I want to determine a closed-form expression for the sum $$f(n,m) = \sum_{k_1=1}^n \sum_{k_2=1}^{n-k_1}\dots \sum_{k_m=1}^{n-\sum_{i=1}^{m-1} k_i}1$$ for arbitrary $n$ and $m$. I know that the solution will be a polynomial, so a closed-form solution exists. I have reformulated the problem as the recursion problem $$f(n,m) = \sum_{k=1}^n f(n-k, m-1),$$ $$f(n, 1) = n.$$ However, here I got stuck. Does anyone have helpful ideas for me?

Answer 1

Fix $n$ and $m$. For any choice of $k_1, ..., k_m$, let $k_{m+1} = n - \sum_{i=1}^mk_m$. Then the expression you have translates to the number of solutions to the following system of equations: $k_1, \ldots, k_m \geq 1$, $k_{m+1} \geq 0$, and $\sum_{i=1}^{m+1} k_i = n$.

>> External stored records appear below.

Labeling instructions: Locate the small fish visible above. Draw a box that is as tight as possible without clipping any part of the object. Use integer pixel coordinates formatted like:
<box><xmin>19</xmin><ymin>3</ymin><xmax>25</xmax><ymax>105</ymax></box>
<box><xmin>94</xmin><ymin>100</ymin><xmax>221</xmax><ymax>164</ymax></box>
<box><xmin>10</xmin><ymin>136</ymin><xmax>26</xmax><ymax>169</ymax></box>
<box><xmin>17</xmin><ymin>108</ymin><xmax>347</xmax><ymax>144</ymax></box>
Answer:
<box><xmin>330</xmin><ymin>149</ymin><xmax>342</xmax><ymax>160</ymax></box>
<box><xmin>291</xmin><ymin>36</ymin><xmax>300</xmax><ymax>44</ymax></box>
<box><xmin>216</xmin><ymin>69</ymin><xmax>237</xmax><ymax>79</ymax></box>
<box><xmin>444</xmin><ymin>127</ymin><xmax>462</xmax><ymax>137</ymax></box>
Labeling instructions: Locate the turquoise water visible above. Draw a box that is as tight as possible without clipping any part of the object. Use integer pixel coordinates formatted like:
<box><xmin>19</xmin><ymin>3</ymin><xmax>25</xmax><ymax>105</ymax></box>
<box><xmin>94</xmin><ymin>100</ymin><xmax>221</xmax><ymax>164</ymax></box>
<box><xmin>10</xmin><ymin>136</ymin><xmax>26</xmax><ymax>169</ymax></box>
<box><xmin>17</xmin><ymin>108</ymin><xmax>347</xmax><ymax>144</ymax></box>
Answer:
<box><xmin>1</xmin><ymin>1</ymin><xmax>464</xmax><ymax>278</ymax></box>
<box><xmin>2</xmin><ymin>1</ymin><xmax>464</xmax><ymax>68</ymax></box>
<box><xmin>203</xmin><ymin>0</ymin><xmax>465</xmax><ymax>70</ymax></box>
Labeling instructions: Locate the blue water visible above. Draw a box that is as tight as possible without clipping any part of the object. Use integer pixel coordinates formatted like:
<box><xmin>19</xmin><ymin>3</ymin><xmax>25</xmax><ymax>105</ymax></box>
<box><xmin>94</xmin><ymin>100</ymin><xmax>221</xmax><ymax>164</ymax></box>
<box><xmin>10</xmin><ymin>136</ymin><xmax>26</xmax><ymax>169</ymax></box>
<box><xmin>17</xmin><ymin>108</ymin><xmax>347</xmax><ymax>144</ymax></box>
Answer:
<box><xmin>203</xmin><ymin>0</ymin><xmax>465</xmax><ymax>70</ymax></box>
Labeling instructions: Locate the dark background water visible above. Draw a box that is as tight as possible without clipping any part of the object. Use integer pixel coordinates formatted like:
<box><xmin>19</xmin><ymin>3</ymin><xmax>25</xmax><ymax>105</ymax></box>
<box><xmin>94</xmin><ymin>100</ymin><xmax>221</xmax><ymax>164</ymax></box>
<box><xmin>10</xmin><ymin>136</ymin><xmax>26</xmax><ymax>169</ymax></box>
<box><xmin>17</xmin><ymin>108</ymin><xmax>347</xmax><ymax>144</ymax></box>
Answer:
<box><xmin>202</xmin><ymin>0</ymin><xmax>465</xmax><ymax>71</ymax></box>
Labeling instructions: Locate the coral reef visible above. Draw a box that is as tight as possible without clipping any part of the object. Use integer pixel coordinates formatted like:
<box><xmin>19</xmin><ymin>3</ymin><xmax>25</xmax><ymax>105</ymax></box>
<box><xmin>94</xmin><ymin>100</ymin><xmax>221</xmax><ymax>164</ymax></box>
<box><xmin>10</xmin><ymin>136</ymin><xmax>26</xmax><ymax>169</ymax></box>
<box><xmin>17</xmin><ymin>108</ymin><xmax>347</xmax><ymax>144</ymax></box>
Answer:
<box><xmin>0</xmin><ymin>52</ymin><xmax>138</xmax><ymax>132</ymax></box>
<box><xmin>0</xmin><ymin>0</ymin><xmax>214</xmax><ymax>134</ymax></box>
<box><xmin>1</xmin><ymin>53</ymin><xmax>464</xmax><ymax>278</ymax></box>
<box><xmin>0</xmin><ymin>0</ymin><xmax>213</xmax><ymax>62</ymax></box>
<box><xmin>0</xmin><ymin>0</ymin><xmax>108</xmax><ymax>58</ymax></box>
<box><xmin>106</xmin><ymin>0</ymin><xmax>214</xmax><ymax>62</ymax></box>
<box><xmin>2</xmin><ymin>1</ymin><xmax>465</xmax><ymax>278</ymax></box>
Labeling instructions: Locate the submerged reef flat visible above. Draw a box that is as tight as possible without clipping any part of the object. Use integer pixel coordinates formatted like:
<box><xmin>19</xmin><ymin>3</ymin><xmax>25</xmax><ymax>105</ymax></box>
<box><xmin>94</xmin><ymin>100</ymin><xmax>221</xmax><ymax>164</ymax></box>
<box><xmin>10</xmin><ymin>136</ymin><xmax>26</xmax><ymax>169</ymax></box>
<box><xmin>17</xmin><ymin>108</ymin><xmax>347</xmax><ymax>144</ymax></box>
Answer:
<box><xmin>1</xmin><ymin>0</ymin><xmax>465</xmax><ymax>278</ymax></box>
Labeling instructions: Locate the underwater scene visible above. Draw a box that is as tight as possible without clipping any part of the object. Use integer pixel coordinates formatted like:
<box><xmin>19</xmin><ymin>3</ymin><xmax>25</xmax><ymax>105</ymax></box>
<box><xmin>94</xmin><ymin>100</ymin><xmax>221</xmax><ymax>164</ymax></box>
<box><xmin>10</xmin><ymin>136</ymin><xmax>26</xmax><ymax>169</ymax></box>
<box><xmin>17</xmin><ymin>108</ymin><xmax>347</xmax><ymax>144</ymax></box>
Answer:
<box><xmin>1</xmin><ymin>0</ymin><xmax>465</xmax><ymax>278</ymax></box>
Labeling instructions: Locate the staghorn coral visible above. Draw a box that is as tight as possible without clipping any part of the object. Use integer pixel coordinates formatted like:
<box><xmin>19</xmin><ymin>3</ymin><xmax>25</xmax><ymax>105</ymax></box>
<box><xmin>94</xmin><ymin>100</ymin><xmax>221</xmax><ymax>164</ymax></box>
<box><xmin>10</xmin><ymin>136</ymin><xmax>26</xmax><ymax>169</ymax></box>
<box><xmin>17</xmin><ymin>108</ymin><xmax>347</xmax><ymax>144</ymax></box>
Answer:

This can be solved by the "stars and bars" counting formula: Letting $k'_i = k_i - 1$ for $i = 1, \ldots, m$ annd $k'_{m+1} = k'_m$, we have $\sum_{i=1}^{m+1}k'_i = n-m$ and $k'_i \geq 0$, the number of solutions to which is $\binom{n-m + (m+1) - 1}{(m+1) - 1)} = \binom{n}{m}$.